On the track, he picked up career win No. 3 at Texas Motor Speedway, clinching a spot in the playoffs. Dillon and his team didn’t play the role of just being glad to be in the postseason, advancing past the first round before being eliminated in the Round of 12.
His 135 laps led was a career-best, and it came at a mixture of tracks. At Texas Motor Speedway, Dover International Speedway and Richmond Raceway, Dillon led at least 20 laps. His four top-five finishes matched a career-high, and two of them were in back-to-back weeks to begin the playoffs – second at Darlington Raceway and fourth a week later at Richmond.
RCR made some gains in its intermediate track program last year, and Dillon’s results showed that.
At Las Vegas Motor Speedway, Kansas Speedway, Atlanta Motor Speedway, Texas and Charlotte Motor Speedway, he finished just twice outside the top 11, so there’s the definite groundwork laid that he can be competitive and in position for a late-race push.

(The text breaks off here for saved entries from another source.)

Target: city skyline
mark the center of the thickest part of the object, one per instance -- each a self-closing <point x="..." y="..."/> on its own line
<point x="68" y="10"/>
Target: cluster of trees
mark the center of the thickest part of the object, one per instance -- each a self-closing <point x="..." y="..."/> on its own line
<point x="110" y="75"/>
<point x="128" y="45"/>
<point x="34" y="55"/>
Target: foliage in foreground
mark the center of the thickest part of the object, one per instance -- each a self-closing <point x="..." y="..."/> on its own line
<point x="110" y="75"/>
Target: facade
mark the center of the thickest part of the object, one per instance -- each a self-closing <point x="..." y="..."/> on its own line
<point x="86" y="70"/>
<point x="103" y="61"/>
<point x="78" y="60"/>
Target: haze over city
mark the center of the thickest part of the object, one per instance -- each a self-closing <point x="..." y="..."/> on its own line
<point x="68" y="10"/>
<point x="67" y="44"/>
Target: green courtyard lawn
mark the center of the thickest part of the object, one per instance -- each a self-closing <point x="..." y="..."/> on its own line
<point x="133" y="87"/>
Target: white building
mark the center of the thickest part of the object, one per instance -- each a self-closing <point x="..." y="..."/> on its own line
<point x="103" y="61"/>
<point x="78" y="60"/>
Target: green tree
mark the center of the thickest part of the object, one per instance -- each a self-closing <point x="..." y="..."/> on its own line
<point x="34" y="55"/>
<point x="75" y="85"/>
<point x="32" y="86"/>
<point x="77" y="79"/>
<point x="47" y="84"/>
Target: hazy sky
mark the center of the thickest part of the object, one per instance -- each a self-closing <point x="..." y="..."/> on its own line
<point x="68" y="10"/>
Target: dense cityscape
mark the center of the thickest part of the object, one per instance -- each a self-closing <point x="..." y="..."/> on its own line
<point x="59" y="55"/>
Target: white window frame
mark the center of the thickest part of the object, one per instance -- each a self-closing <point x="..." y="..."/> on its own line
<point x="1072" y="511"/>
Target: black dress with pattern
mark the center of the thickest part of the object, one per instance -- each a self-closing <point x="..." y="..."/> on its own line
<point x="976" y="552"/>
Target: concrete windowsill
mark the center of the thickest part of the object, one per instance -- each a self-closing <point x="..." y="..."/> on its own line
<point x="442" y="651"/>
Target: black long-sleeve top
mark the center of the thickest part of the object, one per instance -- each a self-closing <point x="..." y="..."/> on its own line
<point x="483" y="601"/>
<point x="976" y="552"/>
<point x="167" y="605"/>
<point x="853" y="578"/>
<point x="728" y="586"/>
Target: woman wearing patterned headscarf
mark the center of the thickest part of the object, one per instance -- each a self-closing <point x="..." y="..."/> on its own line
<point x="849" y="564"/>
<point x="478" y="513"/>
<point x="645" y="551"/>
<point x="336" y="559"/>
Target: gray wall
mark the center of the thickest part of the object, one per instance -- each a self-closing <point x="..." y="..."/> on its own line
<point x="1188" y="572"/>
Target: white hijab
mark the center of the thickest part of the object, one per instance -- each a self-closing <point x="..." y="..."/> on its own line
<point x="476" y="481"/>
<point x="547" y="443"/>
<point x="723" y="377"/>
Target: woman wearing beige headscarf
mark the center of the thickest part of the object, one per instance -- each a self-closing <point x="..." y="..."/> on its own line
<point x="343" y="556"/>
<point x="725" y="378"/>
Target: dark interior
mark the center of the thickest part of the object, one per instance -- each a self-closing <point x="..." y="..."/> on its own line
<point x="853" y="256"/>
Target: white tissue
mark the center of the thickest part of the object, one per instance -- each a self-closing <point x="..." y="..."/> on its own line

Dillon’s also a proven commodity on superspeedways. His seven top 10s at Daytona International Speedway are the most for him than any other track. When it comes to superspeedway racing, you cannot put a price on experience. Dillon has it for sure.
Career progression is a long path that does not happen overnight in NASCAR. A driver and team have to mesh and get in sync over time.
But if you’re looking for building blocks toward being a greater contender, Dillion and the RCR No. 3 laid put some big ones in place a season ago. Running strong multiple venues, especially with a number of them being intermediate tracks, was a big help.
RCR appeared to have a good grasp on the aerodynamic package last year, and it showed in both the results of Dillon and Tyler Reddick, who also nearly got into the playoffs.
Dillon was a top-12 driver when it was all said and done in the playoffs last year, and contending for a win in back-to-back weeks at Darlington and Richmond certainly showed a glimpse of where Dillon and his team could be.
If the success of last year can be built on, Dillon is capable of winning multiple races in 2021. Given his past success on the high banks of Daytona, he is also well positioned to start the year off with a strong burst of momentum.